I was there in Salt Lake City, 2009, when moderator Gini Courter called for the vote on the Article II bylaws change -- and the yellow voting cards were held aloft by those in favor, and then by those opposed to the proposed revision. It looked like the same number on each side. So she called again for the Pro to raise their voting cards, and this time the GA counters systematically went down the rows tallying the votes, and then the same was done for the Con. When the final tally was in, 573 delegates had voted to send the proposal to the congregations – and 586 voted not to.

I voted for the revisions, but the stronger feelings in the room tended to be on the Con said – and most of it was related to the change in the sources. A few years later, however, in 2013, we did adopt that new section on inclusion – what you see on your blue hand-out as the current section 2.3.

And in 2017, we tweaked the second source from “words and deeds of prophetic women and men” to “words and deeds of prophetic people.”

But now a more substantial change from the language adopted now almost forty years ago is before the denomination.

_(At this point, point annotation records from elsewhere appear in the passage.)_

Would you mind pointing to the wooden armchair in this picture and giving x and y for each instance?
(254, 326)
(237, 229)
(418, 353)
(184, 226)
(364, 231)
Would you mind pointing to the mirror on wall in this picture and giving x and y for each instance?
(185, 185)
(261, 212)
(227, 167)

The covenant is eternal. The words we choose to express the covenant must address the needs of the time – while also honoring our heritage.

Seven values replace the seven principles. They are represented as a flower, with love at the center and the six other values as the petals. If you haven’t been able to learn the seven principles, you’ll find it easier to learn the seven values: love, interdependence, pluralism, justice, transformation, generosity, equity.

The proposed version appears to be longer, because each of those seven values has two or three sentences about it – but the part you meaningfully learn to recite is actually shorter: love, interdependence, pluralism, justice, transformation, generosity, and equity.

Our current principles don’t have the word “love” anywhere. In the late 19th-century, we Unitarians resolved a dispute we’d been having by declaring that what our religion actually boiled down to was simply “love to god and love to man.” Today we wouldn’t say “man” and maybe wouldn’t say “god” – but we understand that the crux of the matter then was love. It is what we’ve always been about – and I think it feels good to put that back in the center.

And if you are devoted to the seven principles, and can recite them, then they are still available as a handy way to give a summary of what Unitarian Universalism is all about. They aren’t going away. For that matter, William Channing Gannett’s words from 137 years ago have never gone away, and are to this day not a bad way to summarize what we’re all about.

As each Unitarian Universalist generation finds its Unitarian Universalist voice, the past articulations don’t go away. They move into being the nourishing ground on which we can stand to proclaim our voice to a new day.